Lucien Murat : appartement en mode confiné, mai 2020
J’avais découvert Lucien Murat en 2012 à Appartement, initiative de Nathalie Miltat qui a su redéfinir avec style les codes de l’exposition dans un univers confidentiel et repérer de futurs talents comme Thomas Lélu, Baptiste Debombourg, Giulia Andreani… Je retrouve le chaos burlesque et lyrique de Lucien Murat pour sa première exposition à la galerie Suzanne Tarasiève dans un vacarme grandiose et assourdissant où les arts traditionnels de la lisse se mélangent à la pléiade de nos avatars virtuels. La high et la low culture, le mythologique du vernaculaire, les vices et les vertus, le souffle de l’histoire et les turpitudes du présent… Réponse de l’intéressé à mes questions.
Ah les belles résolutions, pour en avoir j’en avais ! Au début du confinement, sautant sur l’occasion, je voulais m’imposer un rythme d’un dessin par jour, créer une sorte de sablier graphique pour mesurer le temps de cette période extraordinaire – historique ? – qui s’écoule.
Au quatrième jour, fort de quatre dessins, j’ai tout remballé.
Non pas que je souhaite tomber dans un quelconque apitoiement – vulgaire au vu des circonstances, mais je dois bien avouer que je serai incapable de me remémorer la dernière fois que je n’ai rien fait, que je n’ai pas été obnubilé par mon travail, l’esprit toujours et encore, du soir au matin, accaparé. J’ai pour la première fois l’occasion de ne rien faire, alors je ne fais rien et c’est absolument divin.
Voilà donc que pour me mettre au repos il fallait, non pas en réalité, que je fuis le monde en arpentant les plages de Bretagne à la recherche de calme et de grand air, comme à l’ordinaire, mais plutôt que le monde s’arrête net dans un silence assourdissant.
C’est étrange comme on ne sait pas se taire, profiter de ce silence, comme si pour certains de mes semblables ne pas exister socialement ou médiatiquement pendant deux mois était insupportable et insurmontable.
L’égotisme artistique, privé de ses expositions, se pique désormais les veines aux flux digitaux : poster pour exister, modéliser en 3d pour exposer, hurler son « je » sous couvert de « nous ».
Le tintamarre du monde physique se tait amplifiant ainsi le brouhaha du monde digital qui abat les frontières entre les cultures et les pays en nous noyant dans un flux d’informations, de photos et de vidéos absorbées et recrachées par des plateformes numériques (Youtube, Facebook, Instagram, etc.) accélérant la mutation et la fragmentation de nos représentations identitaires.

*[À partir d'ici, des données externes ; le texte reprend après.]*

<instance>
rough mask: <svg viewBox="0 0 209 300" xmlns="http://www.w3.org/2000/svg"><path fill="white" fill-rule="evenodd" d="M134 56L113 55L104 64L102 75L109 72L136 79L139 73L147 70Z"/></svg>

Le bruit partout et tout le temps. Le vacarme qui nous crache au visage notre la soi-disant impossibilité pour notre conscience de se représenter ce monde digital dans sa globalité et sa complexité.
La voix de Macbeth s’élève : « la vie une histoire contée par un idiot, pleine de bruit et de fureur qui ne signifie rien » pour nous rappeler la nécessité du recours au récit pour expliquer ce bruit et cette fureur, l’inexplicable et l’indicible et que seul celui qui est en dehors – l’idiot – peut nous les révéler. Cette créature fragile et singulière, incarnation du antihéros est l’observateur avisé des travers de nos sociétés.
Par son regard décalé, Benjy, enfant handicapé mental, dans le Bruit et la Fureur de Faulkner, parvient à travers des sensations et des flash passés et présents à nous dresser le portrait d’une famille du Sud des États-Unis tombée dans l’abjection et la déchéance.
Dans le Tambour de Günter Grass, Oscar enfant déformé et nain qui refuse de grandir, observe la montée et la chute du nazisme en Allemagne.
Ce roman picaresque nous plonge dans un voyage absurde et grotesque, fantastique et merveilleux où toute lecture objective et rationnelle de la réalité est impossible. Oscar par le recours aux mythes et aux symboles nous offre ainsi une vision élargie du réel.
Nous avons les héros, ou plutôt les antihéros que nous méritons, pétris d’inconstance et de pulsions ; eux seuls peuvent être les décodeurs du chaos de notre monde.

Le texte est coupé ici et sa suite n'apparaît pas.